Wicehrabia de Valmont do Cecylii Volanges.
Widziała pani, jak wszystko spiknęło się wczoraj przeciwko nam. Przez cały dzień nie miałem sposobu oddania pani listu, który miałem dla niej; nie wiem, czy dzisiaj powiedzie mi się lepiej. Lękam się zaszkodzić pani, rozwijając w tej mierze więcej zapału niż zręczności; nigdybym sobie nie przebaczył nieuwagi, która stałaby się tak zgubną dla pani, a zarazem, czyniąc cię nieszczęśliwą na całe życie, wtrąciłaby w rozpacz mego najlepszego przyjaciela.

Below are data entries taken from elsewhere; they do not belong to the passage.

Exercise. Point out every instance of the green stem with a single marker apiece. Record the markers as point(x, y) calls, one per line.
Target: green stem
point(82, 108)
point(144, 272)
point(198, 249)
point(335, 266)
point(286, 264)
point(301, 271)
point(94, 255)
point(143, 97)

Mimo to, wiem co to niecierpliwość miłości; czuję jak musi być przykro, w położeniu pani, znosić opóźnienie jedynej pociechy, jakiej możesz kosztować w tej chwili. Toteż, łamiąc sobie głowę nad środkami usunięcia przeszkód, znalazłem sposób, którego wykonanie, przy pani dobrej woli, nie przedstawiałoby trudności.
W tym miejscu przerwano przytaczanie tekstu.